Gov. Kathy Hochul has launched a statewide advertising campaign promising to crack down on high auto insurance rates, but her message fell on deaf ears in Albany, where Senate Democrats removed her insurance proposal from their budget bill.
According to the governor, who campaigned on the issue in Suffolk last month, New Yorkers pay about $1,500 more than the national average per year on car insurance, which on Long Island can total between $4,000 and $8,000 per year.
“In the Senate’s one-house budget, everything that the governor put in to address the insurance crisis, they took out,” Murray said. “So the Democrats basically said, yeah, we know it’s a problem. But we don’t want to do anything about it.”
Hochul’s plan focused largely on tackling insurance fraud, an issue Murray said contributes to higher premiums statewide.
“I don’t think that’s the magic solution, but it’s something,” Murray said. “Compared to doing nothing, we’d rather see the governor’s plan. But the Senate Democrats didn’t even want to do that.”
Murray noted that the issue is not new. More than a decade ago, while serving in the Assembly, he introduced legislation aimed at cracking down on organized insurance fraud rings that inflate costs for honest drivers.
“I had a bill addressing organized fraud, criminalizing those schemes and increasing the penalties,” Murray said. “That would have helped fight these rings that are driving up rates. But they didn’t want to do anything because it was a Republican bill.”
Murray also pointed to structural problems in how insurance regulation is handled in New York. In 2011, the state merged the insurance and banking regulators into the Department of Financial Services.
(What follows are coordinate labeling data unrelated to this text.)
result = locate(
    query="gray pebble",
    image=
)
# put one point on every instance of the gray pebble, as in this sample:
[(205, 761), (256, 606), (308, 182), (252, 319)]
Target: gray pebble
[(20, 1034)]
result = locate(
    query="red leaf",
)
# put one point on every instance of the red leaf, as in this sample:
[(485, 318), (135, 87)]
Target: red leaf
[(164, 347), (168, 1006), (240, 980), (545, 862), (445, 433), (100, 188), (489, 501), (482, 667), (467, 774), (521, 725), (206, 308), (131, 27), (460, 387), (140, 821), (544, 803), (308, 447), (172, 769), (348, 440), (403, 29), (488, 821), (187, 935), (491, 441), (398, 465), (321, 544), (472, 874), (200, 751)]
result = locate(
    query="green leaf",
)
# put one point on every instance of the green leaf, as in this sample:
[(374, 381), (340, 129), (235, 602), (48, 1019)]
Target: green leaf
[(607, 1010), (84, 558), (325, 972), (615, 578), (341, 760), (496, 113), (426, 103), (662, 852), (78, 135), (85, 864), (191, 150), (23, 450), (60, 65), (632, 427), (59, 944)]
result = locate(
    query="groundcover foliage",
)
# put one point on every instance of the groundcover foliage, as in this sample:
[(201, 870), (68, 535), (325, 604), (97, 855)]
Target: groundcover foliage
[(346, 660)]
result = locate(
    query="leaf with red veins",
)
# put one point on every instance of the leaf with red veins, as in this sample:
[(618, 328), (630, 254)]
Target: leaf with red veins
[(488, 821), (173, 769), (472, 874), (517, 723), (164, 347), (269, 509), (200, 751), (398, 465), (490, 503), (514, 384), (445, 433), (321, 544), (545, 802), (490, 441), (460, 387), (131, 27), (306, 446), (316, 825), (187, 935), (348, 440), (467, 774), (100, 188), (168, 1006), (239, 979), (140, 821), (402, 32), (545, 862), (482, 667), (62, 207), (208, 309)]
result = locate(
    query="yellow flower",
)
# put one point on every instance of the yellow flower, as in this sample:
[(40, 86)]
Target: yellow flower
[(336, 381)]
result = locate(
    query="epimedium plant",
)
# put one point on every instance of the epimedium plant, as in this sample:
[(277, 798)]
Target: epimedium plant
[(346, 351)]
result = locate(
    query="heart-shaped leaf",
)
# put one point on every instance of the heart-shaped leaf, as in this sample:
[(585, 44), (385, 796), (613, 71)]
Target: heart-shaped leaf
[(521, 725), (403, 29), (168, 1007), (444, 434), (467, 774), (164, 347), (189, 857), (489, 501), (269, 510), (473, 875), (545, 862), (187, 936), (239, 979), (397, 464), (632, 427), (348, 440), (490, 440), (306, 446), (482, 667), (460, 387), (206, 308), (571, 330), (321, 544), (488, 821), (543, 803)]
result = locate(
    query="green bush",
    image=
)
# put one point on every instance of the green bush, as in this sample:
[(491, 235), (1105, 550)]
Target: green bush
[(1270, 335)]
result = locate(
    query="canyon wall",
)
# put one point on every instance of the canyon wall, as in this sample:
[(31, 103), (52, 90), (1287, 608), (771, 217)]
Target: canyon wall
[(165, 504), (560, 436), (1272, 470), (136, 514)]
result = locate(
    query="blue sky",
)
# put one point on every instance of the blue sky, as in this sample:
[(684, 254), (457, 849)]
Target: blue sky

Murray said the change diluted oversight that once focused specifically on insurance issues.
“Instead of a department concentrating on insurance, it’s combined with banking and finance,” he said. “Insurance just doesn’t get the attention it should.”
Budget negotiations now move into the final stage, and Murray said lawmakers will continue pressing the issue. “We’re not just going to sit quietly while they do nothing,” he said. “We’re going to keep pushing to get something included in the final budget.”